University of Richmond Library Receives $478,141 Grant to Create Digital Database of Civil War-Era Newspapers

October 13, 2003

The Institute of Museum and Library Sciences (IMLS) has awarded the University of Richmond's Boatwright Memorial Library a two-year, $478,141 National Leadership Grant to create a digital database of Civil War-era newspapers.

The library will digitize newspapers from both Union and Confederate perspectives from 1857-1865 and analyze costs and benefits of various methods of digitizing newspaper content.

The project "will make digital copies of significant Civil War-era newspapers available online, allow the University of Richmond to build the foundation of an institutional repository and help the library and technical worlds identify the best way to provide access to individual articles in digitized newspapers," explained James R. Rettig, university librarian.

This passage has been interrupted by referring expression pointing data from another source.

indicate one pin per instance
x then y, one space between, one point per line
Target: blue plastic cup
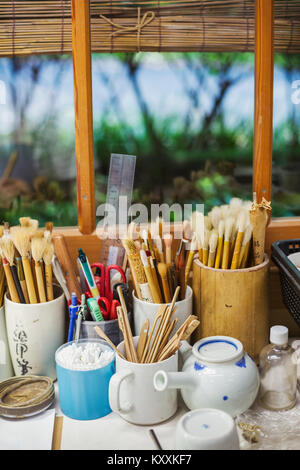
83 394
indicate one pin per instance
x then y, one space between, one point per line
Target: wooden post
83 115
263 112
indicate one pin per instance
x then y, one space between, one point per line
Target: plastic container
289 274
83 394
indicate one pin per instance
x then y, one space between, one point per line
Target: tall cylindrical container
35 331
233 303
6 368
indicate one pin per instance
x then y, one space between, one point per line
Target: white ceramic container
6 369
132 394
35 332
216 373
146 310
206 429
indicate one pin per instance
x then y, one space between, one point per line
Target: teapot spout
163 380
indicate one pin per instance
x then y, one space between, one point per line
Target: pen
73 308
88 274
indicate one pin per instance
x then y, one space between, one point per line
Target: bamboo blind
44 27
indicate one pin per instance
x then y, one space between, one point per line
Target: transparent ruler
119 196
120 182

The library will work in collaboration with the Virginia Center for Digital History and the Perseus Project at Tufts University, "a nationally recognized leader in creating digital collections," said Retting.

IMLS is a federal grant-making agency in Washington, D.C., that fosters leadership, innovation and lifelong learning by supporting museums and libraries. Its National Leadership grants are highly competitive awards that focus on creative ways to address local and national needs.

Built in 1955, Boatwright library houses the university's collection of more than one million books, journals and periodicals.